Mechel OAO, a leading Russian mining and steel group announced financial results for the 9 months 2012.
The net revenue in Q3 2012 decreased by 12.0% and amounted to USD 2.7 billion compared to USD 3.1 billion in Q2 2012. The operating income amounted to USD 126.7 million or 4.67% of the net revenue compared to the operating loss of USD 470.6 million or -15.25% of the net revenue in Q2 2012.
In Q3 2012, Mechel’s consolidated net income attributable to shareholders of Mechel OAO comprised USD 54.9 million compared to the net loss of USD 823.0 million in Q2 2012. Excluding the effects of impairment of long lived assets and goodwill and provision for amounts due from related parties (net of deferred taxes related to non controlling interests) the adjusted net profit amounts to USD 132.1 million in Q3 2012.

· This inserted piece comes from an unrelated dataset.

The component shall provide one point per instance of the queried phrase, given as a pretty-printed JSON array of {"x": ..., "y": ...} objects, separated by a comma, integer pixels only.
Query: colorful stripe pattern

The consolidated adjusted EBITDA in Q3 2012 decreased by 2.7% to USD 374.8 million compared to USD 385.4 million in Q2 2012. Depreciation depletion and amortization in 3Q 2012 for the Company were USD 140.8 million, a decrease of 10.4% compared to USD 157.2 million in Q2 2012.
Mr Evgeny Mikhel CEO of Mechel said that “In this accounting period, the group focused on its key strategic tasks as outlined by the Board of Directors in May. We focused our efforts on our core businesses mining and full cycle steelmaking and made significant headway in cutting costs and maximizing sales. At the same time we have taken a series of measures aimed at minimizing the impact loss-generating enterprises have on the group’s financial results. We cut down to a minimum manufacturing of those products that are unprofitable in current economic conditions and prepared for sale those assets earlier designated for divestment. Work on optimizing the company’s debt structure never stops, as demonstrated by the recent refinancing of the syndicated loan as well as several long term loans from Russian banks taken out to repay short term debt. Investment expenses are subject to ever more rigorous control. Despite the fact that programs of production cost cuts have always been in place at our enterprises, now we pay extra attention to the issue. All these measures enabled us not only to improve our profitability at the EBITDA level and achieve a net profit in the Q3 but also to demonstrate a maximum quarter operational cash flow since the Q2 of 2009.”